Influence of Preoperative Musculotendinous Junction Position on Rotator Cuff Healing After Double-Row Repair


      The purpose of this study was to determine the effect of the preoperative position of the musculotendinous junction (MTJ) on rotator cuff repair healing after double-row repairs.


      Preoperative and postoperative MRIs were reviewed of 42 patients undergoing arthroscopic double-row rotator cuff repair. Preoperative MRIs were evaluated for anteroposterior tear size, tendon retraction, tendon length, muscle quality, and MTJ position with respect to the glenoid. The position of the MTJ was referenced off the glenoid face as either lateral or medial. Postoperative MRIs were evaluated for healing, tendon length, and MTJ position.

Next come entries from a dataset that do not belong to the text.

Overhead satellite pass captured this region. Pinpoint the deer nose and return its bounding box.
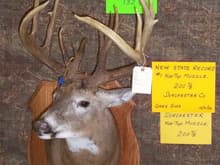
[33,119,52,135]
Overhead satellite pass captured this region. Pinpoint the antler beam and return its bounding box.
[19,0,65,73]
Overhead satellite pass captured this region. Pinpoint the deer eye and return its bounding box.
[78,101,90,108]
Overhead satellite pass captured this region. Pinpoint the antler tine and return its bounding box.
[75,15,143,64]
[43,0,60,49]
[140,0,158,52]
[94,7,119,72]
[19,0,64,73]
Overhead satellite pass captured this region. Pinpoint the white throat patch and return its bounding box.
[66,137,99,155]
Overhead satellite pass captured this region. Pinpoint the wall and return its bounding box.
[0,0,220,165]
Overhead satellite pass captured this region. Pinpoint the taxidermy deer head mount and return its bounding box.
[19,0,157,165]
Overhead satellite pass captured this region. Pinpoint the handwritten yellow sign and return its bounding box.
[160,112,212,144]
[152,62,216,112]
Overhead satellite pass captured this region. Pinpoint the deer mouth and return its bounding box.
[33,120,57,139]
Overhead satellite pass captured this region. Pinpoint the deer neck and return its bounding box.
[45,109,120,165]
[65,110,120,155]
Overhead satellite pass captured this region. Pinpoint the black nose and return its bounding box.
[33,119,52,135]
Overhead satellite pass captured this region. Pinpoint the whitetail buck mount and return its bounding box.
[19,0,157,165]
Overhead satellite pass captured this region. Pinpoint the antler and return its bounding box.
[74,0,158,86]
[19,0,157,87]
[19,0,65,73]
[75,0,158,65]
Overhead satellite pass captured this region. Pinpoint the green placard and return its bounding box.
[106,0,158,14]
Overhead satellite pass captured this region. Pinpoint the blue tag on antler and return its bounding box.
[58,76,65,88]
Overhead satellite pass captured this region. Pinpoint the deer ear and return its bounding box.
[96,88,135,107]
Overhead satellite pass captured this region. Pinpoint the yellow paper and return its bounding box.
[160,112,212,144]
[152,62,216,112]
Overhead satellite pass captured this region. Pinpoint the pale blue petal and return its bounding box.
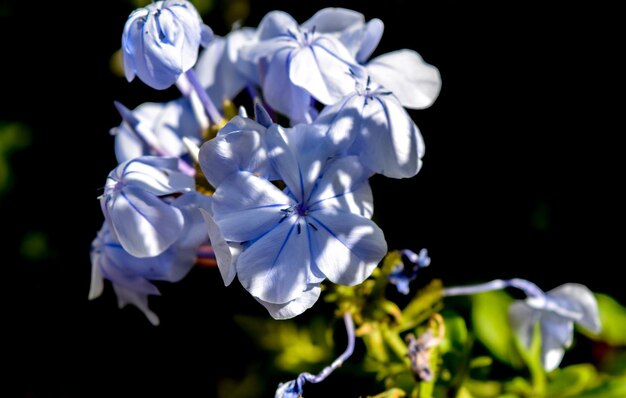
[308,156,374,218]
[115,156,195,196]
[302,7,365,33]
[315,93,365,153]
[255,284,322,319]
[113,98,202,163]
[541,311,574,348]
[350,95,424,178]
[354,18,385,63]
[104,242,196,282]
[107,186,183,257]
[199,120,276,187]
[541,346,565,372]
[213,171,295,242]
[171,192,213,249]
[113,283,159,326]
[258,11,299,40]
[307,209,387,286]
[263,50,311,124]
[289,37,359,105]
[366,49,441,109]
[509,301,540,348]
[200,209,241,286]
[122,1,203,90]
[548,283,601,333]
[194,30,250,104]
[236,216,311,304]
[265,124,332,202]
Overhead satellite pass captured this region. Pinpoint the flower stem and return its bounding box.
[443,278,545,298]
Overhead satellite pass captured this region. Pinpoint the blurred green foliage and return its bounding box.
[0,121,32,198]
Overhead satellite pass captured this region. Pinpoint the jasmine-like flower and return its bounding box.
[443,278,601,371]
[111,98,203,175]
[387,249,430,294]
[211,124,387,318]
[122,0,213,90]
[302,7,384,63]
[509,283,601,371]
[199,103,279,187]
[100,156,195,257]
[315,73,425,178]
[240,11,359,124]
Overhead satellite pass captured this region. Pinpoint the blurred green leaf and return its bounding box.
[235,316,333,373]
[472,291,524,368]
[579,293,626,346]
[546,364,597,398]
[576,377,626,398]
[0,121,31,194]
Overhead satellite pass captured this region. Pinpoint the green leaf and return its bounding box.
[472,291,523,368]
[546,364,597,398]
[580,293,626,346]
[576,377,626,398]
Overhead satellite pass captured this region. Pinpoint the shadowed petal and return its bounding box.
[255,284,322,319]
[237,216,311,304]
[509,301,540,348]
[350,96,424,178]
[366,49,441,109]
[309,156,374,218]
[200,209,241,286]
[213,171,295,242]
[548,283,601,333]
[263,50,311,124]
[107,186,183,257]
[307,209,387,286]
[289,37,358,105]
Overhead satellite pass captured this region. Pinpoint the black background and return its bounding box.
[0,0,626,397]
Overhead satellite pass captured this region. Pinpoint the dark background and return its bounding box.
[0,0,626,397]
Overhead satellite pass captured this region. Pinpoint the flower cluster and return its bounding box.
[89,0,441,324]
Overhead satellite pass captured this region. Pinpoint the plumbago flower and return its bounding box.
[111,97,205,175]
[100,156,195,257]
[200,119,387,319]
[122,0,213,90]
[509,283,601,371]
[239,11,360,124]
[89,192,210,325]
[315,66,434,178]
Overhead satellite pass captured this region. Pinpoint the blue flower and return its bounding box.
[315,70,424,178]
[387,249,430,294]
[211,124,387,319]
[509,283,601,371]
[100,156,195,257]
[89,192,211,325]
[111,98,203,171]
[199,105,279,187]
[302,7,384,63]
[240,11,360,124]
[122,0,213,90]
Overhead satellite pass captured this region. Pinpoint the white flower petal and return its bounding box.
[366,49,441,109]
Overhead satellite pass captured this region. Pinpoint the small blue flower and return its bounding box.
[199,107,279,188]
[111,98,203,174]
[100,156,195,257]
[240,11,360,124]
[122,0,213,90]
[509,283,601,371]
[212,124,387,319]
[387,249,430,294]
[302,7,384,63]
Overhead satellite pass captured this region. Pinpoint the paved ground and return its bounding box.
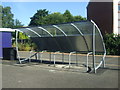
[2,52,120,88]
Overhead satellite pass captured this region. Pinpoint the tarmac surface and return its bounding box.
[0,52,120,88]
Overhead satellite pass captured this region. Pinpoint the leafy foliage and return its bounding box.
[104,34,120,55]
[29,9,86,26]
[0,5,23,28]
[29,9,49,26]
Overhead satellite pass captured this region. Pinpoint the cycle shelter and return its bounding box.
[15,20,106,73]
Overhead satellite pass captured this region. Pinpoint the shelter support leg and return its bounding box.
[62,53,64,64]
[54,51,59,67]
[69,52,76,68]
[76,52,78,66]
[86,52,93,72]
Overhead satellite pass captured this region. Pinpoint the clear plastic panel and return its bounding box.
[42,26,64,36]
[19,28,39,37]
[56,23,80,36]
[31,27,50,37]
[74,21,93,34]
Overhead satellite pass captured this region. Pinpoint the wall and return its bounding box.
[87,2,113,35]
[2,32,12,48]
[0,32,12,59]
[0,32,3,59]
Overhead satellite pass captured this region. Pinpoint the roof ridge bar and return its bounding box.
[71,23,83,36]
[26,28,42,37]
[38,27,53,37]
[53,25,67,36]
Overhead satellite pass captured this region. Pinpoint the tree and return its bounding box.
[29,9,49,26]
[0,6,23,28]
[44,12,65,25]
[74,16,86,21]
[29,9,85,26]
[63,10,74,22]
[13,19,23,28]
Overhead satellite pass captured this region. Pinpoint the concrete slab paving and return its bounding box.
[2,51,120,88]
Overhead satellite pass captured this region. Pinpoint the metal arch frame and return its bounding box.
[38,27,53,37]
[71,23,83,36]
[53,25,67,36]
[91,20,106,73]
[15,28,41,64]
[26,28,42,37]
[71,23,89,51]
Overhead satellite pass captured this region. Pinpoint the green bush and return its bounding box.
[104,34,120,55]
[12,42,37,51]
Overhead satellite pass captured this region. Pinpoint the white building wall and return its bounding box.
[113,0,120,34]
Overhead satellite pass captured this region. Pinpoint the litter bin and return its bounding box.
[3,47,17,60]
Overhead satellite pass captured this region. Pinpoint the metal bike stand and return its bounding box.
[69,52,76,68]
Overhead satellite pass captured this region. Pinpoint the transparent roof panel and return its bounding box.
[42,26,64,36]
[56,23,80,36]
[31,27,50,37]
[19,28,39,37]
[74,22,93,34]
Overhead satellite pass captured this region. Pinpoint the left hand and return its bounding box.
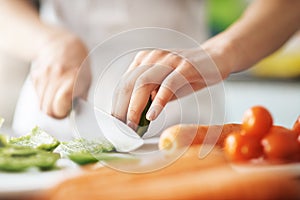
[112,48,231,130]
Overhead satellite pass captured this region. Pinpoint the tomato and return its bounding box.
[224,132,263,161]
[262,126,300,162]
[242,106,273,138]
[293,116,300,136]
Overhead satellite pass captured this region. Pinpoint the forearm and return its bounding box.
[0,0,62,61]
[203,0,300,72]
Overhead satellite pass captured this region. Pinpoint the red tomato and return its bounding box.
[242,106,273,138]
[293,116,300,136]
[224,132,263,161]
[262,126,300,162]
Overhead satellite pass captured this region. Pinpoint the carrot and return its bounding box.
[41,145,300,200]
[159,124,241,151]
[293,116,300,134]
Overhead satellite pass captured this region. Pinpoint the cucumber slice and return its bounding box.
[9,127,60,151]
[136,96,152,137]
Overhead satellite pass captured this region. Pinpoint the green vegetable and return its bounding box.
[9,127,60,151]
[58,139,115,165]
[0,146,60,172]
[0,117,4,128]
[136,96,152,137]
[0,134,8,148]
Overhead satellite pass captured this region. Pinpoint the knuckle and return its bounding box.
[127,106,139,123]
[135,75,151,87]
[155,96,168,107]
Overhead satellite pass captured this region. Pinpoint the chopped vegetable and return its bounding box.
[159,124,241,152]
[0,117,5,128]
[136,96,152,137]
[9,127,60,151]
[0,146,60,172]
[0,134,9,148]
[57,139,115,165]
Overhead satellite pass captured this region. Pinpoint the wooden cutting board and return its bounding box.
[38,146,300,200]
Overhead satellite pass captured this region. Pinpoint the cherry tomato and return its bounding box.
[242,106,273,138]
[293,116,300,135]
[224,132,263,161]
[261,126,300,162]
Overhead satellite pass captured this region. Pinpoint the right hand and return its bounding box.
[30,31,91,118]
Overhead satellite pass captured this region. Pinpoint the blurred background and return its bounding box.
[0,0,300,127]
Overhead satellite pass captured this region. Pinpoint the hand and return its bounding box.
[31,32,91,118]
[112,48,231,130]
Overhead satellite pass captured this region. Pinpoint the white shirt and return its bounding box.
[13,0,224,139]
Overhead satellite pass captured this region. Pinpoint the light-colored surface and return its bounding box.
[0,164,81,199]
[0,50,29,126]
[225,80,300,127]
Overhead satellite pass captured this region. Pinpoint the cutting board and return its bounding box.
[39,146,300,200]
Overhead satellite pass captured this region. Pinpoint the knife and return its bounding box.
[70,99,144,152]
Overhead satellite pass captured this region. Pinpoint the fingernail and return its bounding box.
[127,121,137,131]
[146,107,157,121]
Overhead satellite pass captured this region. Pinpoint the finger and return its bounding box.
[112,65,150,122]
[72,65,92,99]
[146,61,189,121]
[127,65,173,129]
[127,51,150,72]
[112,50,167,122]
[52,77,74,118]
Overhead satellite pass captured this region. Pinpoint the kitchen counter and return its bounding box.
[224,73,300,127]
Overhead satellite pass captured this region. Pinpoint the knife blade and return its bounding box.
[73,99,144,152]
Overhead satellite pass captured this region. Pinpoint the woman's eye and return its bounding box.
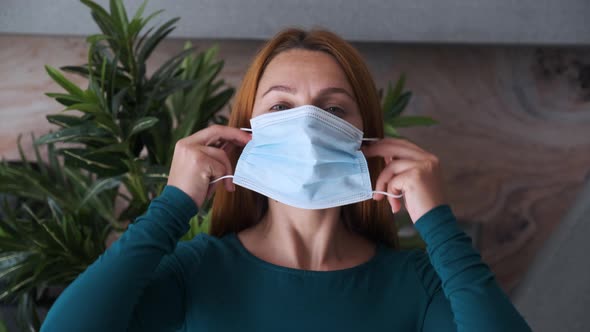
[325,106,344,116]
[270,104,289,111]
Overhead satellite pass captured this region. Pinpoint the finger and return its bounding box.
[374,159,420,200]
[200,146,235,191]
[361,140,428,160]
[184,125,252,146]
[387,181,402,213]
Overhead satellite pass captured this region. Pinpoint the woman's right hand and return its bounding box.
[168,125,252,207]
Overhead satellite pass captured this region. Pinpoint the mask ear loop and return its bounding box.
[209,175,234,184]
[209,128,252,184]
[362,137,404,198]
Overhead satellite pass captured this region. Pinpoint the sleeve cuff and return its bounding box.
[414,204,455,237]
[158,186,199,220]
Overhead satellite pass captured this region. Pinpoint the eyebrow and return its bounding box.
[262,85,356,100]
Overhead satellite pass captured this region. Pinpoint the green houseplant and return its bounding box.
[0,0,434,331]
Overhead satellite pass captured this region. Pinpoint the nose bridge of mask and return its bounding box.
[210,105,403,204]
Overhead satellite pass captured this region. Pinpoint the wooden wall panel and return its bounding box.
[0,36,590,290]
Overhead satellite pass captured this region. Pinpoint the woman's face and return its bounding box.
[252,49,363,131]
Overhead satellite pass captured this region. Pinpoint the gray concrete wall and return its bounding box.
[0,0,590,45]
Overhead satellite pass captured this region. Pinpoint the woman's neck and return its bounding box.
[238,199,375,271]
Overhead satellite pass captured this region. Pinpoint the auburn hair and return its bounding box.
[209,28,398,248]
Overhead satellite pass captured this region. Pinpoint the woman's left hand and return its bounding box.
[361,138,446,223]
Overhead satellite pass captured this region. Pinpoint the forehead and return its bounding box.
[259,49,350,89]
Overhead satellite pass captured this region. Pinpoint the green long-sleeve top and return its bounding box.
[41,186,530,332]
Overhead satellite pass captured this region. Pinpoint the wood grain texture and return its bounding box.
[0,36,590,290]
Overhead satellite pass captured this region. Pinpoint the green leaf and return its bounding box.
[45,65,84,99]
[392,74,406,100]
[45,92,84,106]
[110,0,129,38]
[137,17,180,63]
[60,148,128,176]
[129,116,159,136]
[86,34,113,44]
[388,116,438,128]
[46,114,83,127]
[80,177,121,206]
[80,0,115,36]
[35,124,113,145]
[64,103,104,114]
[384,123,401,137]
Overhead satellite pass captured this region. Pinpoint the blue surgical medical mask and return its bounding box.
[212,105,401,209]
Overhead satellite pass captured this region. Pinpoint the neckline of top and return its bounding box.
[228,232,385,276]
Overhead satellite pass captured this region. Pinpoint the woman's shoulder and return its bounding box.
[177,232,235,256]
[382,248,441,295]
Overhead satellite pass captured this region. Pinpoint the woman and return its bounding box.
[42,29,529,331]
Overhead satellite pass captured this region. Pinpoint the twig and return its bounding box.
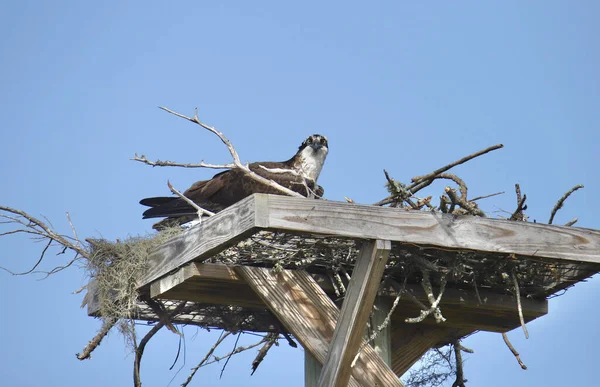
[250,332,279,375]
[133,301,187,387]
[408,144,504,189]
[159,106,304,197]
[502,332,527,370]
[511,271,529,339]
[404,270,446,324]
[76,318,117,360]
[548,184,583,224]
[202,337,264,367]
[452,340,473,387]
[0,206,89,276]
[181,331,231,387]
[219,332,242,379]
[133,321,164,387]
[167,180,215,220]
[129,153,235,169]
[373,144,504,206]
[565,218,579,227]
[469,191,504,202]
[67,211,80,249]
[509,184,527,221]
[350,278,406,368]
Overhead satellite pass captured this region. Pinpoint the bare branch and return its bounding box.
[502,332,527,370]
[469,191,504,202]
[565,218,579,227]
[130,153,235,169]
[181,331,231,387]
[404,269,446,324]
[167,180,215,220]
[133,301,187,387]
[511,272,529,339]
[548,184,583,224]
[250,332,279,375]
[76,318,117,360]
[140,106,304,197]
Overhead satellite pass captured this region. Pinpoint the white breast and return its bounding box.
[300,146,327,183]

      36 of 42 tears (86%) healed, with 27 of 31 small/medium tears (87%) and 9 of 11 large/massive tears (82%) healing. Repairs that failed to heal did have a significantly more medialized preoperative MTJ position (1.3 mm vs. 9.9 mm lateral to the glenoid, p = 0.033). 94% of tears that had a preoperative MTJ lateral to the face of the glenoid healed, while only 56% of tears that had a preoperative MTJ medial to the face of the glenoid healed (p=0.0135). Results from univariate regression analysis indicated that a preoperative MTJ medial to the glenoid face was correlated with worse tendon healing (p=0.047). The measured tendon length increased an average of 14.4 mm in patients who healed compared to shortening 6.4 mm in patients that did not heal (p<0.001). The MTJ lateralized an average of 6.1 mm in patients who healed compared to medializing 1.9 mm in patients who did not heal (p=0.026).


      Preoperative MTJ position is predictive of postoperative tendon healing after double-row rotator cuff repair. The glenoid face can be used as a marker to reference MTJ position and predict postoperative healing rates. If the tendon heals, healing typically occurs with some tendon lengthening and some MTJ lateralization.